The invention discloses a background reconstruction method based on gray extremum. The method specifically comprises the following steps: N-frame image sequences acquired by image acquisition equipment are read in a computer system to serve as background images for reconstructed scenes; the pixel gray scale based on gray extremum is classified; weights of all gray region types are respectively calculated by the following formula; and the pixel background is selected. By adopting the method, the gray region types are divided through the gray extremum, and background gray scale values of pixelsare selected to build the scene background, so that the storage space is saved, and the calculated amount is small; the background and the target in the scene are not required to be modeled, so that mixture is effectively avoided; background reconstruction can be accurately carried out, and the robustness is good; and the method has broad application prospect in the real-time system fields, such as machine vision, video surveillance, military science, urban traffic monitoring, inhabitant routine safety monitoring and the like.

Description

technical field [0001] The invention relates to a background reconstruction method applied to moving target detection and tracking, in particular to a background reconstruction method based on gray extreme value.

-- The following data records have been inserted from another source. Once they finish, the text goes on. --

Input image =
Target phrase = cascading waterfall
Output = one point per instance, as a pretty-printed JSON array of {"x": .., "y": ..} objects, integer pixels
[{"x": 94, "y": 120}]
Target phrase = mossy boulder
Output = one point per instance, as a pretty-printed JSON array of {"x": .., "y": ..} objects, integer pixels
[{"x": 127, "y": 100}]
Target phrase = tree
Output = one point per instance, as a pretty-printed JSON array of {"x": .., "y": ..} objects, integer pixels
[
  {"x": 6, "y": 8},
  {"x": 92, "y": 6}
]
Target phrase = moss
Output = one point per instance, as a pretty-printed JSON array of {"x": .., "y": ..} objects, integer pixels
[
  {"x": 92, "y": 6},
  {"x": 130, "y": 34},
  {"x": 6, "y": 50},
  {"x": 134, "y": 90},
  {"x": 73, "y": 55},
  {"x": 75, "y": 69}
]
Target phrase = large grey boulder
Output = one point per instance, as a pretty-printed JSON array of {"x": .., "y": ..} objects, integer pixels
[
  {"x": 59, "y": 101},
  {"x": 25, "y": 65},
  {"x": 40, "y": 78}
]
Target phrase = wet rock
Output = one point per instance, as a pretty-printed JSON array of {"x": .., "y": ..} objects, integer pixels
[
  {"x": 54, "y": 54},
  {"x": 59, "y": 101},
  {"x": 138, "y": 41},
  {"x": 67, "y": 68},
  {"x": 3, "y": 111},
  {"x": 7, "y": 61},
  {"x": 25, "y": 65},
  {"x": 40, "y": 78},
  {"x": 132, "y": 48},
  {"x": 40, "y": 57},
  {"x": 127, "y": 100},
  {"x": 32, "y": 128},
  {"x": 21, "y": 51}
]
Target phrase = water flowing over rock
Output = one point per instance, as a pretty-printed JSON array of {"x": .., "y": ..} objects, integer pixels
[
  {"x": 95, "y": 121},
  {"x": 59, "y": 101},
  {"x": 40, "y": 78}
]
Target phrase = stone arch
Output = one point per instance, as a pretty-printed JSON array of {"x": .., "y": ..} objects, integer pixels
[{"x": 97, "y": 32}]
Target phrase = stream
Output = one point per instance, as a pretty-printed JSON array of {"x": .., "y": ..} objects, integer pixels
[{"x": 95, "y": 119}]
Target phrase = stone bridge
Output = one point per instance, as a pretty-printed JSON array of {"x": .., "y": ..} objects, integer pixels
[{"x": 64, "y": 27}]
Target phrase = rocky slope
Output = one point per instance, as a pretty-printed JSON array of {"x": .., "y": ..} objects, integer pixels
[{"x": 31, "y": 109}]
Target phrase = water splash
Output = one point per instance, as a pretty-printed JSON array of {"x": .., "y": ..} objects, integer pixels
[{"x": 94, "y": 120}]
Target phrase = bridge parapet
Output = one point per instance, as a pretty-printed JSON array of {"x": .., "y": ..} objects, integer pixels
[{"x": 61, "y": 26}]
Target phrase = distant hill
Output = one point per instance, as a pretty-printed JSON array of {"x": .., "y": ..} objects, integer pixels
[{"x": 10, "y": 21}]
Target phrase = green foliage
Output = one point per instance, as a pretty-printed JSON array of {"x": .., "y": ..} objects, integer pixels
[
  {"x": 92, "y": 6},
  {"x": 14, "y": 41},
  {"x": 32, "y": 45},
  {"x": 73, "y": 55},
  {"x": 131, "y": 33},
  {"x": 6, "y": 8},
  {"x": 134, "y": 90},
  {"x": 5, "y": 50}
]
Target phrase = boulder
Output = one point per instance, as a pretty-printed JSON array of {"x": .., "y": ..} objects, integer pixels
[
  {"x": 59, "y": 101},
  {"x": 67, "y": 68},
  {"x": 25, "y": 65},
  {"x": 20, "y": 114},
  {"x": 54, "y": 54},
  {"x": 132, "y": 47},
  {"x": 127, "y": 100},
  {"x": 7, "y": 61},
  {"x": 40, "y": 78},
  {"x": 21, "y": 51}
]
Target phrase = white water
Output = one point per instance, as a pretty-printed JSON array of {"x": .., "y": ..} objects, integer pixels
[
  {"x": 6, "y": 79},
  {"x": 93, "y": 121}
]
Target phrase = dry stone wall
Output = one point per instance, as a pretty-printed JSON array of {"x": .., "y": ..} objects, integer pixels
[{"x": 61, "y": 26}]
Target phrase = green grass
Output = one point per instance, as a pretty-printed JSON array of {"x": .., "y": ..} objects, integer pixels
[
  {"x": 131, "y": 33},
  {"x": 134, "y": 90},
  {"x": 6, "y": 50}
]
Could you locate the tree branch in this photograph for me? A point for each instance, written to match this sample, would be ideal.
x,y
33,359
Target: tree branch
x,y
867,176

Background technique [0002] Video sequence moving target detection has broad application prospects in intelligent monitoring systems, machine vision, military science and other fields. It can automatically extract and locate moving targets in video sequences without human intervention, and analyze them It can provide the basis for subsequent target identification, tracking, alarm and recording, and can also respond in time when abnormal situations occur. [0003] At present, the commonly used video sequence moving target detection methods mainly include optical flow method, frame difference method and background difference method. The optical flow method can be applied to the situation of camera movement, but its calculation amount is very large, and it is sensit...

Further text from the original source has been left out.